There was no interest from the PLP to discuss these changes during that period and no appetite to tackle these real issues.

Has the appetite changed because now the government will need to put its hand out and ask for more from the group they were unwilling to embrace?

Is it because we have taken 50% from charities and given it to the unions, so now they need to ask for more help from people that are not made to feel like they are Bermudian?

At a time when the food lines are getting longer, and the budget will have to cut out even more services that are needed, is this why the PLP is putting out a message to give those living here for years hope that a change in policy is coming?

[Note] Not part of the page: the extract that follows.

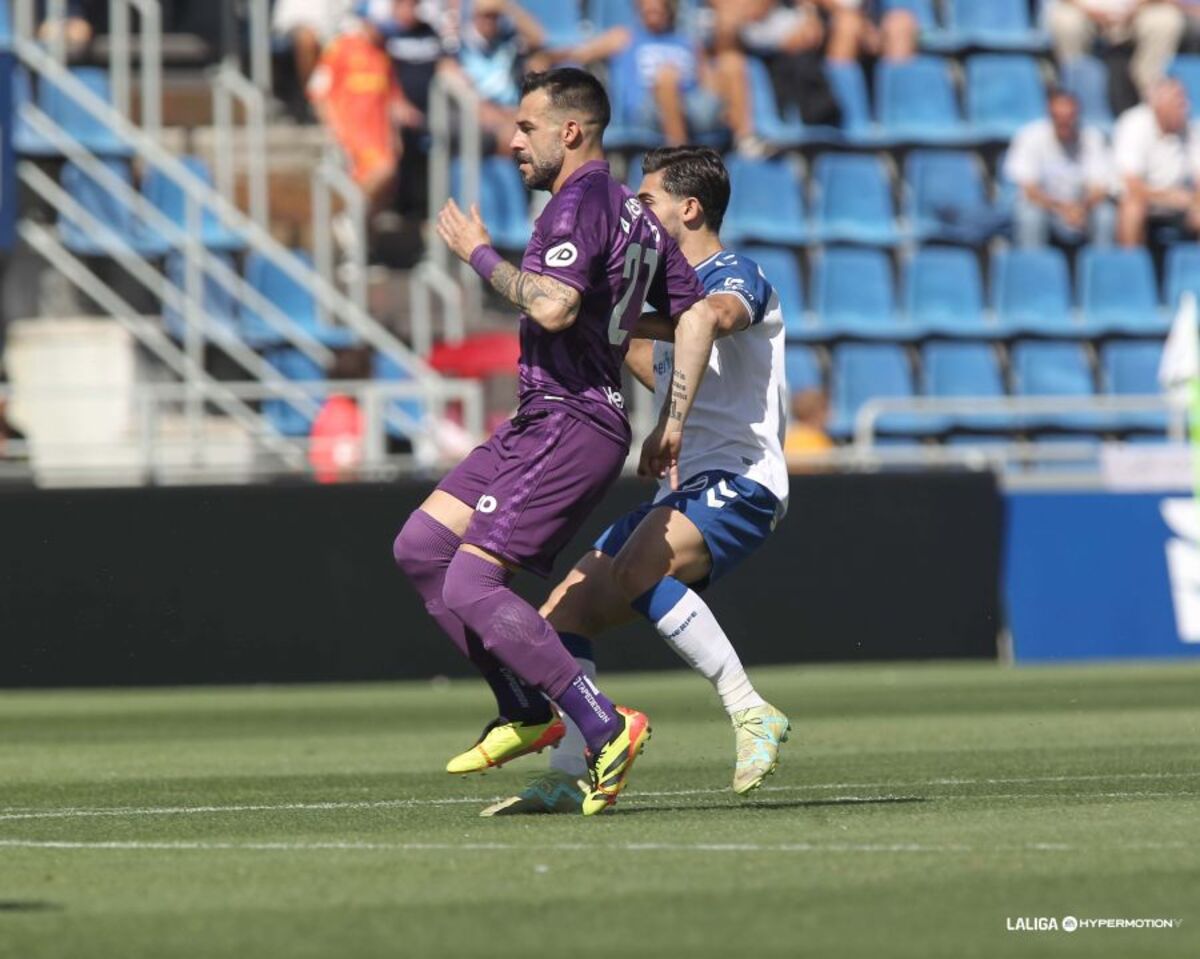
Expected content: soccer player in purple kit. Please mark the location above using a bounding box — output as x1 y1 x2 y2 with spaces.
394 67 718 815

We have heard the general message from the Minister of Finance that we must grow the population to get out of this financial hole.

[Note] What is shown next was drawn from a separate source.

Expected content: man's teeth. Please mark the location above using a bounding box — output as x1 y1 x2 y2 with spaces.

If we are only going to focus on attracting people and capital from outside of the country without keeping the people and capital that is on the island already, it is like trying to fill a bucket that you know has a huge hole in the bottom.

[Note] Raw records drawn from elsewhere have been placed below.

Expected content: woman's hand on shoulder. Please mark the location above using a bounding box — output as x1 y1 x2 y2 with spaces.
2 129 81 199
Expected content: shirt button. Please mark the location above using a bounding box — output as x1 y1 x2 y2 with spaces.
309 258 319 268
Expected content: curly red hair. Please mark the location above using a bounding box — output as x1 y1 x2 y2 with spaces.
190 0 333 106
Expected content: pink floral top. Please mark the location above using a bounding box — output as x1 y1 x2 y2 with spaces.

The people we have on island now are our new version of visitors that have now stayed here, grown up here and embraced Bermuda as home. Have we given them the welcoming feeling that has them singing our praises and encouraging their contacts to come to Bermuda?

Or are they telling people that it is difficult to set up business, expensive to live here and the locals don’t want us here?

Will the Minister’s comments mean a real change in policy or is this just a message in the hope of relieving the pressure of the long-term residents that are fed-up and have their bags packed to find a welcoming competitive jurisdiction?

Will we now hear the Minister talk of lotteries for people to have status, asking for a big pay-out to get status, making someone who has been here for 20 years wait in a queue indefinitely with the hope that the PLP will embrace them and their family at some time in the distant future?

Has the Minister changed the PLP to finally embrace the real reform needed quickly and what will be his answer to the PLP campaign that was so strong against any of these changes?

Because the PLP cannot feel it can just enact legislation and that alone will endear itself to people. There must also be a change in its divisive and dismissive attitude to keep people here, especially when there are now so many other alternatives around the world.

We need more people to pay into the system or it will be up to the shrinking population to continue to pay more.

The people await the transformation – and the new actions, for Bermuda’s sake.